The influence of the modal properties of a stiff layer embedded in a solid medium on the field generated in the layer by a finite-sized transducer

Abstract

This paper is the second of a pair which compare the modal properties of a stiff layer embedded in a solid medium with the minima of the reflection coefficient. In the first paper [J. Acoust. Soc. Am. 97, 1625–1637 (1995)] the modal properties and the plane-wave reflection coefficient are compared. In this paper a finite width incident beam is modeled and the reflected field is studied, the spatially realistic simulation enabling the comparisons to address the issues which will arise in practical measurements of reflection coefficient minima.
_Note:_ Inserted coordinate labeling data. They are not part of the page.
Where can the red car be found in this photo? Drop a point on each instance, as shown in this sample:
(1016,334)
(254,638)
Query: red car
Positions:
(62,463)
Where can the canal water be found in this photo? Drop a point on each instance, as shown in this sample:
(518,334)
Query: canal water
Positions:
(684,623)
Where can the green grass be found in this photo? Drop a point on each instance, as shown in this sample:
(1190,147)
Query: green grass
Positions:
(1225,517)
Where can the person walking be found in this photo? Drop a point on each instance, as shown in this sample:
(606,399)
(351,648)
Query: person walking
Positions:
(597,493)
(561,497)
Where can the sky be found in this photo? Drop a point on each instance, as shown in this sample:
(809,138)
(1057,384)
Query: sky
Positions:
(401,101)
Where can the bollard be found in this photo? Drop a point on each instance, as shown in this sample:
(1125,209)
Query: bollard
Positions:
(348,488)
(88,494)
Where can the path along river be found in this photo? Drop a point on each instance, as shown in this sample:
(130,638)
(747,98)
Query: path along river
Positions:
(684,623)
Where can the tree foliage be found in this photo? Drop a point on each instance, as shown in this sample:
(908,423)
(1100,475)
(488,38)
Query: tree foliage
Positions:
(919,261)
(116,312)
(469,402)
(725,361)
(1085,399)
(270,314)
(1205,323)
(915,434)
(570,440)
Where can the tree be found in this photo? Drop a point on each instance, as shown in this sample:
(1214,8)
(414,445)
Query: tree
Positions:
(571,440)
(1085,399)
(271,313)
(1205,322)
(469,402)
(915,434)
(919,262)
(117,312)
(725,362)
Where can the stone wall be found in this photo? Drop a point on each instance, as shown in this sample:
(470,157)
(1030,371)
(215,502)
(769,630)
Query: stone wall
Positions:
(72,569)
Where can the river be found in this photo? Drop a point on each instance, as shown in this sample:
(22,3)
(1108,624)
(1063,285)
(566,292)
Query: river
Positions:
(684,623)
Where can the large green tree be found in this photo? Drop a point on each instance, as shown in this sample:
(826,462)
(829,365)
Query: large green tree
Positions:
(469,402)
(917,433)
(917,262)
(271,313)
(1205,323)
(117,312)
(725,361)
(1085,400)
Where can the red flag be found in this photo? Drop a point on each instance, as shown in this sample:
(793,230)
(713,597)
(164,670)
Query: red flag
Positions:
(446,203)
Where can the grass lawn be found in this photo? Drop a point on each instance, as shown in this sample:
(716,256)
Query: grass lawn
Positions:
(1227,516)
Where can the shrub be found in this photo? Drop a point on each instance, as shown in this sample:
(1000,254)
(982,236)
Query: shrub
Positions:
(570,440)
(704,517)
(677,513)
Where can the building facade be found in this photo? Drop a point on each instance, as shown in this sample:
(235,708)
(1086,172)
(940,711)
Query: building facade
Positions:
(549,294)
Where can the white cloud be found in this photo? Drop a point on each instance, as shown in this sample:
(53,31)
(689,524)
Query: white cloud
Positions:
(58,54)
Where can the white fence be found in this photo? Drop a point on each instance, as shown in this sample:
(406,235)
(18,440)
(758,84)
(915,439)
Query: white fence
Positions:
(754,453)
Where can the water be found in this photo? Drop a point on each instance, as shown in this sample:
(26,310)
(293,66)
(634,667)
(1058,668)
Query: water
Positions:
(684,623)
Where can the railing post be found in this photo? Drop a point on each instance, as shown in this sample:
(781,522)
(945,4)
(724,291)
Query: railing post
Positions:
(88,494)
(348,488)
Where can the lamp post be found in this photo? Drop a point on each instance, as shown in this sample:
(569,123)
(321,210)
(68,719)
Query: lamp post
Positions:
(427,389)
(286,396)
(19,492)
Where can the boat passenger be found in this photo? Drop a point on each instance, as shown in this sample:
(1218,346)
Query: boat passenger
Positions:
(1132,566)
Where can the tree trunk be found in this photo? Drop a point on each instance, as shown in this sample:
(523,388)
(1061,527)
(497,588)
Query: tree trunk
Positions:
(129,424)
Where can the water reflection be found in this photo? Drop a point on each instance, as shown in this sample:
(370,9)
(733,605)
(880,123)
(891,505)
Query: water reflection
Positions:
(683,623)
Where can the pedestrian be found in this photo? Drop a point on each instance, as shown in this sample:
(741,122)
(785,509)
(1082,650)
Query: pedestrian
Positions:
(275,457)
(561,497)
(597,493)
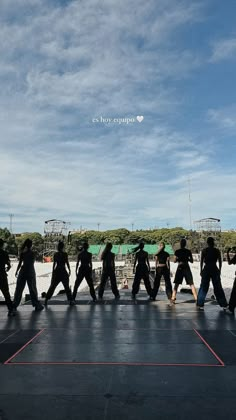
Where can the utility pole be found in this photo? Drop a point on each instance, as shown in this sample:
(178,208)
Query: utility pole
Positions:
(11,218)
(190,203)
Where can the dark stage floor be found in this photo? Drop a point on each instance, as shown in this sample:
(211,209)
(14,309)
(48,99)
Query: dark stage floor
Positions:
(118,360)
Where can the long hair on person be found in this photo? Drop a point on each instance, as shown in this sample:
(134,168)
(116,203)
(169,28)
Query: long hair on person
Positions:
(107,249)
(60,246)
(138,248)
(164,245)
(27,244)
(85,246)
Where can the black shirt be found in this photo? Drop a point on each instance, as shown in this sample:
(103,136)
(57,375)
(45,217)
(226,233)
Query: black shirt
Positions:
(85,258)
(108,261)
(4,260)
(141,257)
(162,256)
(28,259)
(233,261)
(211,256)
(183,256)
(61,258)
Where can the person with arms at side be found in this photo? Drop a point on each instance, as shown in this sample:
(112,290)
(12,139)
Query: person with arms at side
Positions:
(232,300)
(5,266)
(162,269)
(183,257)
(25,272)
(108,270)
(141,271)
(60,274)
(84,270)
(209,270)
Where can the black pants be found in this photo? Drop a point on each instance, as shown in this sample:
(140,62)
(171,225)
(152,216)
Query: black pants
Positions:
(24,276)
(5,290)
(214,275)
(232,300)
(59,277)
(165,272)
(105,275)
(84,272)
(141,273)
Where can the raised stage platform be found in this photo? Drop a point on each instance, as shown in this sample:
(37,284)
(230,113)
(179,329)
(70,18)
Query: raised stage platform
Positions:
(118,360)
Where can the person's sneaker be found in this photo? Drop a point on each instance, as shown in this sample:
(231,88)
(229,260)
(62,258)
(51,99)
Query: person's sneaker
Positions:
(39,307)
(228,311)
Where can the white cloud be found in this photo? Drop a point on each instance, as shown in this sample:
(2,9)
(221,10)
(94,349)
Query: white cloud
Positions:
(62,66)
(223,117)
(224,49)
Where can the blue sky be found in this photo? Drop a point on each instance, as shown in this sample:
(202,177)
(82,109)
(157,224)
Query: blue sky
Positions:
(65,63)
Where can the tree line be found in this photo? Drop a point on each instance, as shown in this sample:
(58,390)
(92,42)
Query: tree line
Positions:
(120,236)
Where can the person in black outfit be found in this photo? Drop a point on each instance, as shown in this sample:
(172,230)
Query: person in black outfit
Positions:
(5,266)
(108,270)
(27,274)
(232,300)
(85,270)
(209,271)
(142,270)
(183,257)
(162,269)
(60,274)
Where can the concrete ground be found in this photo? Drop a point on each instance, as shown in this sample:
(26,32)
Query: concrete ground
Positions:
(118,360)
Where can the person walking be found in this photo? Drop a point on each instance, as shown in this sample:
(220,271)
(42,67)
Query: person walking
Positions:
(84,270)
(5,266)
(141,271)
(108,271)
(25,272)
(183,257)
(209,270)
(232,300)
(60,274)
(162,269)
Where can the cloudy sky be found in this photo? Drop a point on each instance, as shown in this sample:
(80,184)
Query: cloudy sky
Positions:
(71,75)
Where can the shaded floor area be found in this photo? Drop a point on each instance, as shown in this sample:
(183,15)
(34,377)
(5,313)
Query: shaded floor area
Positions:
(117,359)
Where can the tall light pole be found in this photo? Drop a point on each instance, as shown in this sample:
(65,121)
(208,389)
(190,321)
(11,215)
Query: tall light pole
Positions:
(190,203)
(11,218)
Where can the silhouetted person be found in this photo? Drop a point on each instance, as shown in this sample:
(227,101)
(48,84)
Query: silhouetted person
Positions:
(162,269)
(183,257)
(108,271)
(232,300)
(60,274)
(27,274)
(84,270)
(210,271)
(141,271)
(5,266)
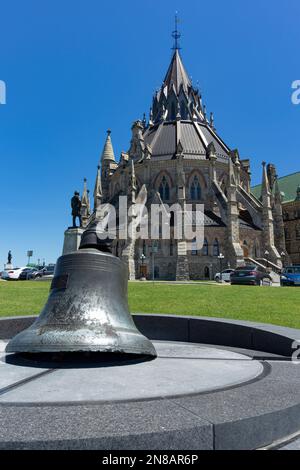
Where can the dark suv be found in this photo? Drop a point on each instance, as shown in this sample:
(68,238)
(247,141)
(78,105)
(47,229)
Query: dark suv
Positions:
(251,275)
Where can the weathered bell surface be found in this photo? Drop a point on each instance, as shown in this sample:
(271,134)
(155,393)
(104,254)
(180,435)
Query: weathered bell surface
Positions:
(87,309)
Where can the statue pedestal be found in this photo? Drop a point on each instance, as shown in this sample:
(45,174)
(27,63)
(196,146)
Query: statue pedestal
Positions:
(72,239)
(8,266)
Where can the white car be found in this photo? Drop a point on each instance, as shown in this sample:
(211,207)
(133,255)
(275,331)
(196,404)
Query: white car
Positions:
(12,274)
(225,275)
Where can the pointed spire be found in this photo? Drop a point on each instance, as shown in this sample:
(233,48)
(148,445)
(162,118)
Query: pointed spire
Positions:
(97,190)
(84,199)
(144,121)
(211,151)
(176,75)
(265,188)
(89,203)
(108,151)
(151,117)
(176,34)
(178,115)
(132,176)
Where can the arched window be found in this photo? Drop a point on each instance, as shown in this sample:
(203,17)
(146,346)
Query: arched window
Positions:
(164,189)
(194,247)
(206,272)
(205,247)
(195,189)
(216,248)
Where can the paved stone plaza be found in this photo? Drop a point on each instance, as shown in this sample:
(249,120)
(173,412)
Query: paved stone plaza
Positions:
(216,384)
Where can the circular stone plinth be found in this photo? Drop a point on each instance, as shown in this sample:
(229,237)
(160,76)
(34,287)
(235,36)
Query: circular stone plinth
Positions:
(180,369)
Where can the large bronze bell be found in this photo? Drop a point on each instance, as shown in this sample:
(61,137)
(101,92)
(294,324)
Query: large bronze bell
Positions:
(87,308)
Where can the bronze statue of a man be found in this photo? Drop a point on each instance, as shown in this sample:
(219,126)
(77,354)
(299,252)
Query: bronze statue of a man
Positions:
(76,208)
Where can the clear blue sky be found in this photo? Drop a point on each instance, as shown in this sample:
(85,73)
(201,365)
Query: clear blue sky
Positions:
(74,68)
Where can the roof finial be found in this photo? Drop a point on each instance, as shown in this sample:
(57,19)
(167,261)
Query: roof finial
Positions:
(176,34)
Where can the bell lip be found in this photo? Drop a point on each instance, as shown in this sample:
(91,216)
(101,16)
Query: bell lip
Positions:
(148,351)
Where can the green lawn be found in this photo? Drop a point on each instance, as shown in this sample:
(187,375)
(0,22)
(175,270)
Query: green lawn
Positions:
(280,306)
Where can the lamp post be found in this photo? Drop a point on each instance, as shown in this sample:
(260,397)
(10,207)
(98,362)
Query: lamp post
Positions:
(154,249)
(267,257)
(221,257)
(142,258)
(283,255)
(29,255)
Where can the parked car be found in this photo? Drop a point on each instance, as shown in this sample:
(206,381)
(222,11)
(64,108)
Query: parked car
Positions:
(225,275)
(48,270)
(290,276)
(30,273)
(12,274)
(251,275)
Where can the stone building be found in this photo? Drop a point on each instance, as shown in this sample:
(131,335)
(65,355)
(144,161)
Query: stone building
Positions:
(177,156)
(289,188)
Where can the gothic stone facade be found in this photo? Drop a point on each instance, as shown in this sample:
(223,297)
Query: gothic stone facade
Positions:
(291,216)
(178,157)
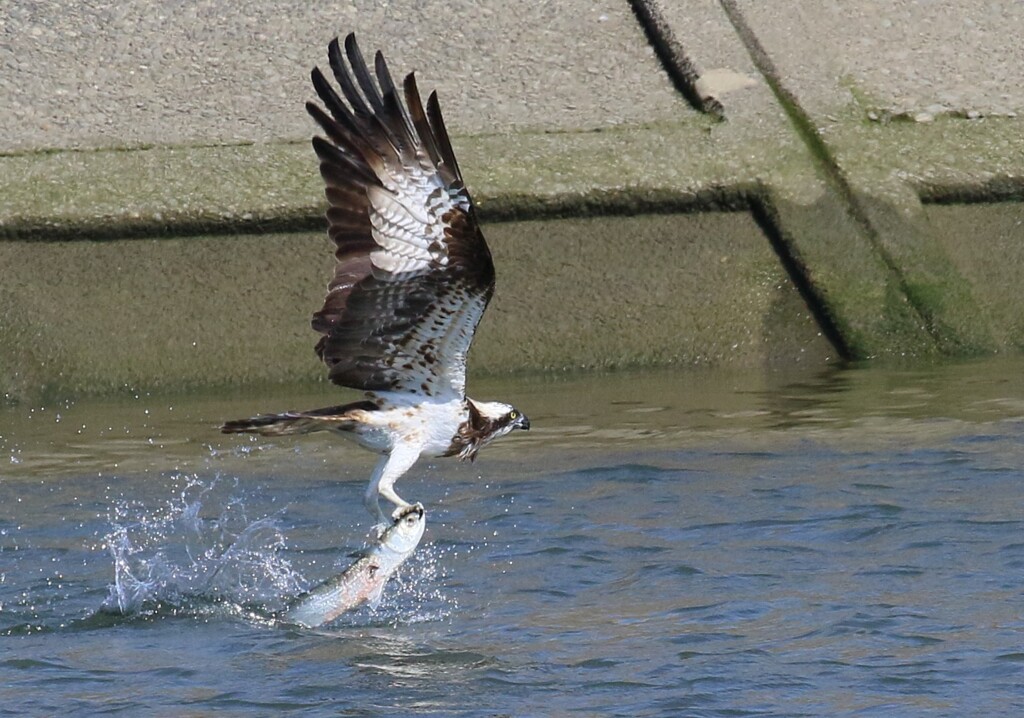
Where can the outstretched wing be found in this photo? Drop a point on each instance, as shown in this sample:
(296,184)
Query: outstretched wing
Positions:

The finite beam reflection minima can be caused both by minima of the plane-wave reflection coefficient and by interference of the leaking field produced by a propagating mode with the specular reflection. In systems in which there is a large acoustic impedance contrast between the layer and the surrounding medium, these phenomena occur under practically the same conditions. However, when the surrounding medium is similar to the layer, major changes in the reflection behavior are seen. Predictions are presented for single interfaces and embedded layers, assuming both fluid and solid embedding media. For a single interface it is shown that the reflection coefficient minima correlate directly to the modal properties since plane-wave reflection coefficient minima do not occur. For an embedded layer whose properties are similar to those of the embedding medium, the plane-wave reflection coefficient minima dominate the response and the (strongly leaking) modes of the layer are only excited very weakly by the incident beam.